En dehors de ce jeu politique entre les deux parties, "il n’y a pas eu réellement de catalyseur aujourd’hui", remarque Philippe Cohen, gérant chez Kiplink, si ce n’est la statistique américaine favorable des commandes à l’industrie, qui a permis aux marchés européens de monter légèrement et à Wall Street d’avancer un peu au moment de l’ouverture.

 TikTok : quand cela devient totalement toc toc !

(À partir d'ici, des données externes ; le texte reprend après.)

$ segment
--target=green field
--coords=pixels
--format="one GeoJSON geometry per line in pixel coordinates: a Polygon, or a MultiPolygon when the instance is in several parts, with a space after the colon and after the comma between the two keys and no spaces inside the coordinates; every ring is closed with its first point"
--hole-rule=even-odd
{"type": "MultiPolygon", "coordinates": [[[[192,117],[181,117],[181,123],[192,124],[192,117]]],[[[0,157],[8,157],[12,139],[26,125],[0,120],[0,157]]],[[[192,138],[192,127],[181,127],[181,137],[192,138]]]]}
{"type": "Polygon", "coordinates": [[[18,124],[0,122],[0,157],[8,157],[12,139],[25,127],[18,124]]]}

Toujours aux Etats-Unis, les acteurs du marché ont surveillé les suites de "l’affaire Tiktok", du nom de la très populaire application de partage de vidéos, propriété du chinois ByteDance, accusée par Washington de pouvoir être employée par les services de renseignement de Pékin.
L’application devra fermer sur le territoire américain le 15 septembre, à moins qu’elle ne soit acquise par Microsoft, a affirmé Donald Trump lundi, ajoutant que les caisses de l’Etat "devront recevoir un pourcentage conséquent du prix" de la vente.
"C’est de l’intimidation pure et simple", a réagi mardi le porte-parole du ministère chinois des Affaires étrangères.
Malgré cette montée des tensions, "le dossier Tiktok est sur les rails, il a une probabilité assez forte de conclusion", souligne Philippe Cohen. "Mais d’autres sujets vont revenir sur la table avec la Chine jusqu’en novembre" en raison de la proximité de l’élection présidentielle américaine, estime-t-il.
"Les acteurs du marché sont sur leurs gardes quant à la possibilité que Pékin ne rende la monnaie de sa pièce sous une forme ou une autre", affirme de son côté David Madden.

 Taux d’intérêts

Sur le front du marché obligataire, les taux d’intérêt se sont détendus, le taux à 10 ans français reculant à -0,24%, le taux allemand à -0,56%, le taux italien à 0,95%, et le taux espagnol à 0,28%.

 Valeurs

Parmi les valeurs du jour, BP a grimpé (+6,48% à 299,25 pence). Le géant pétrolier a publié une énorme perte de 16,8 milliards de dollars au deuxième trimestre mais les investisseurs ont retenu une perte hors éléments exceptionnels moins forte que redouté.
Bayer a chuté de 2,43% à 57,05 euros. Le géant de la pharmacie et de l’agrochimie a affiché une perte nette de 9,5 milliards d’euros au deuxième trimestre, accusant un accord coûteux en juin pour solder le volet américain du litige sur le glyphosate et un important manque à gagner en raison de la pandémie de Covid-19.
Natixis a bondi de 7,85% à 2,24 euros après le relèvement de sa recommandation par plusieurs analystes, malgré une perte nette au deuxième trimestre.
Renault a connu la meilleure performance du CAC 40 avec une hausse de 6,79% à 22,42 euros, lui permettant de rebondir après un creux durant plusieurs séances, consécutif à la publication de ses résultats fin juillet. Peugeot a pris poursa part 3,41% à 14,41 euros.